Still, Ms Zhang admits that property developers such as her bear some responsibility for the bubble. One of the problems in China, she says, is that so many property developers have bought up swaths of land with the sole intention of selling at a profit. "Many publicly listed Chinese companies' value is based on the value of the land bank, [so] it is not surprising property companies are focusing so much of their energy on land hoarding," she says. "For some, only a fraction of the land [will] be used for actual construction – the land bank serves the purpose of driving up the stock price."
Her decision to speak out publicly in such forthright terms was a bold one but she says she owed it to her "conscience" to highlight the dangers of government policy.
It would be tempting to dismiss Ms Zhang's comments on morality as a new chapter in her personal branding drive – a way of distancing herself from an industry that has a reputation for greed and profiteering. Yet there is also a spiritual foundation to her comments. In 2005, she converted to the Bahai faith.

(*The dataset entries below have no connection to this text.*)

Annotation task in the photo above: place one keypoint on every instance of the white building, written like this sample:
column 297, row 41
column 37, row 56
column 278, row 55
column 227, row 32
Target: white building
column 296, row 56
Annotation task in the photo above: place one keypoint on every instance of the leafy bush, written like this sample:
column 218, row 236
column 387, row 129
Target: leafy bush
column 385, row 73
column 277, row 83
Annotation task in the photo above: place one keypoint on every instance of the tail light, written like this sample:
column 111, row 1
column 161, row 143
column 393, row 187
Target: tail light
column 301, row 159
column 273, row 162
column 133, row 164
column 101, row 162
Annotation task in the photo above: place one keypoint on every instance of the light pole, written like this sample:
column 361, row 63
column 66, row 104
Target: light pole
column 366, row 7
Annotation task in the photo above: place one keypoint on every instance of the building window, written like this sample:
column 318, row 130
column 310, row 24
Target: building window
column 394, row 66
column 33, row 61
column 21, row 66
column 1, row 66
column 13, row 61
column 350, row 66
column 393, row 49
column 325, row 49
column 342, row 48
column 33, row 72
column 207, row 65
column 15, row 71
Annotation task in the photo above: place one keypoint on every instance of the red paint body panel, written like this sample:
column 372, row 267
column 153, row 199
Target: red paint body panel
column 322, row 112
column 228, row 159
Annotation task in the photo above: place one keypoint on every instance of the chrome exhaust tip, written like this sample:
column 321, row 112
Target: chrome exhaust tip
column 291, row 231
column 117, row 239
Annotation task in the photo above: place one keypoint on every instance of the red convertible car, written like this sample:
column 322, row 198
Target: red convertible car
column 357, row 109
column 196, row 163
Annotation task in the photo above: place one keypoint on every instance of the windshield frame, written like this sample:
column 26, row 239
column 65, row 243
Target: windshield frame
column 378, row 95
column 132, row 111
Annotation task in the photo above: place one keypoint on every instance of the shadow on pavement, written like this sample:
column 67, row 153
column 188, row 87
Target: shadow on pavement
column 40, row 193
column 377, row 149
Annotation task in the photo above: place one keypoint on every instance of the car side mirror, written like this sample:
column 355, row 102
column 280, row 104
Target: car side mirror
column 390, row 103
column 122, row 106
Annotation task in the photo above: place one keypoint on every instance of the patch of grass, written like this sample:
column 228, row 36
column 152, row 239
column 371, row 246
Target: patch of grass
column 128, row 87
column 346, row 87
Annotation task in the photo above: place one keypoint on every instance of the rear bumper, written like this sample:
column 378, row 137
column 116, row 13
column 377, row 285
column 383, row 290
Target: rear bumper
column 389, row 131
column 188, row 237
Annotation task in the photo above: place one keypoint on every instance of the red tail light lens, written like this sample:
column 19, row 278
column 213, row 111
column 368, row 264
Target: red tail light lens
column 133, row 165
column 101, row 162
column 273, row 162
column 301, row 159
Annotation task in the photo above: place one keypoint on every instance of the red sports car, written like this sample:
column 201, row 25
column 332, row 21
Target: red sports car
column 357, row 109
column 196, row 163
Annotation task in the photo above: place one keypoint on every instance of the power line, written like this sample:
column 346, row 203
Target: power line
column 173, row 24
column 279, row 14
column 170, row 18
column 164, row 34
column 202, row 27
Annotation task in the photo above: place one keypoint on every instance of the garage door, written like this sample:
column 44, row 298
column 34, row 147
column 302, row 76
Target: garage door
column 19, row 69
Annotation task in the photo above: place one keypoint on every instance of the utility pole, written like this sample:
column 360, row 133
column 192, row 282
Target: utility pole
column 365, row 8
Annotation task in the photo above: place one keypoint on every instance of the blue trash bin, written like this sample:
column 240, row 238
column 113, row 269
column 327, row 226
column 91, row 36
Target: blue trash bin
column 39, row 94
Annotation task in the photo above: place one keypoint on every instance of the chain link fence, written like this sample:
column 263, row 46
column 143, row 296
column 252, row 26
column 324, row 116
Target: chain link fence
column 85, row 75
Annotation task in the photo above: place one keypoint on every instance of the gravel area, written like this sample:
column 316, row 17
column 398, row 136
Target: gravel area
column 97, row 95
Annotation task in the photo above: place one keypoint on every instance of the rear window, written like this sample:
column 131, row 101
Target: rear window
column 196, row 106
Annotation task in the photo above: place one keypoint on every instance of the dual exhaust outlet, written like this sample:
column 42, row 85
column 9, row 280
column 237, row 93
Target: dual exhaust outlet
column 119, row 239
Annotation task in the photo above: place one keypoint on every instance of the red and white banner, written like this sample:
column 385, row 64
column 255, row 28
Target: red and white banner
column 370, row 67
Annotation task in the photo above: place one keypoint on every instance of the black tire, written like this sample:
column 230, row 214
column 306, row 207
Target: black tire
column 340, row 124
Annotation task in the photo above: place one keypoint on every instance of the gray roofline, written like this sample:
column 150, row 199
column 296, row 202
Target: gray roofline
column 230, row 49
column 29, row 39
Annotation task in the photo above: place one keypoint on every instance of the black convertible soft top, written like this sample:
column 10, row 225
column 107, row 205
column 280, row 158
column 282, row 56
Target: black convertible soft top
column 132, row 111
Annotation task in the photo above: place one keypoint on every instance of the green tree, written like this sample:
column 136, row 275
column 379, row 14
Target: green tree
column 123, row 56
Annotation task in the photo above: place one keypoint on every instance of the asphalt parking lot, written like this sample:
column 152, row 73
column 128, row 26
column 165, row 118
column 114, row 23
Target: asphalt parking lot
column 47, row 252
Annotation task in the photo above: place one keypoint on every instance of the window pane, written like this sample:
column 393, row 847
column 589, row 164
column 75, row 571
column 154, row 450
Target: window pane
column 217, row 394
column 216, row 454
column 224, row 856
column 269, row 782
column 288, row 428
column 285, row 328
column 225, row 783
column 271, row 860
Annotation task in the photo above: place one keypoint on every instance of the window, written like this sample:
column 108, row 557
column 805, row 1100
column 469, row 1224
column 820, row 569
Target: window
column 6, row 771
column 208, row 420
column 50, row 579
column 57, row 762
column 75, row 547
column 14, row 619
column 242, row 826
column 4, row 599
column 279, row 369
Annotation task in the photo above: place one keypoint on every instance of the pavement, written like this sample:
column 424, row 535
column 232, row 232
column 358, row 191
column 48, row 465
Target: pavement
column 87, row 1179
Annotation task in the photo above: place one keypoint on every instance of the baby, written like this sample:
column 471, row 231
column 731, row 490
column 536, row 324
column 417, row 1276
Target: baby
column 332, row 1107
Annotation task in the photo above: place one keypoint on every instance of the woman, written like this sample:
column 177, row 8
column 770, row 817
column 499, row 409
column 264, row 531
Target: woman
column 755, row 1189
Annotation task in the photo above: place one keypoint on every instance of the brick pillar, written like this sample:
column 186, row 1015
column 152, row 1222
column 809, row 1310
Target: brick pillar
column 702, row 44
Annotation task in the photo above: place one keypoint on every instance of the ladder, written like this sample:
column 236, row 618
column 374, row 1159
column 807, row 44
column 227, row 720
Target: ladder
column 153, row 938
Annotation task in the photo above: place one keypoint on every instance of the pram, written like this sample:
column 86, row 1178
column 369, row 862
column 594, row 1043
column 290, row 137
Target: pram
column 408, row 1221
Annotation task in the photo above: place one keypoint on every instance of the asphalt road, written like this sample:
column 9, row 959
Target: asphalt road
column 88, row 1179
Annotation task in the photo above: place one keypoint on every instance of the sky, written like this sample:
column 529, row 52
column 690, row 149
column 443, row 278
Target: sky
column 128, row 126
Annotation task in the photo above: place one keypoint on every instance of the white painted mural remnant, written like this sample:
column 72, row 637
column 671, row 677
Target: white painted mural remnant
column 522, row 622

Has her new-found faith influenced the way she runs the business?
"Being a Bahai has transformed me," she admits. "Without [it] I would have blindly pursued profits at any cost. But now I will make choices. For example, I am not prepared to invest in casinos in Macau even if it makes huge returns. I've long passed that stage of blindly pursuing growth and profits.''
Like many wealthy Chinese business leaders, Ms Zhang has also started to devote attention to philanthropy. She has focused her charitable work on helping poor children in the remote and impoverished Gansu province, where her husband is from.
In some ways, it is also a nod to Ms Zhang's own difficult childhood during the Cultural Revolution. Her parents, both government translators, were separated during the political chaos and in 1980, when Deng Xiaoping reopened China's economy to the outside world, her mother took her to Hong Kong. They were almost penniless and Ms Zhang got a job, aged 14, at a garment factory.
In 1987, following a few years of secretarial studies, she was awarded a scholarship to study economics at the University of Sussex and then studied development economics at Cambridge before landing her first job as a young analyst at Goldman Sachs on Wall Street.
In spite of this success, she says her children have a grounding influence. "I recently bought myself an iPhone and the kids immediately started to question why I needed this new gadget since it is so expensive," she says.
In fact, when the family goes shopping at a local market in Beijing, the children ask their father to wait in the car.
"His face is too recognisable in China, which would make kids' bargaining with vendors doubly difficult," she laughs.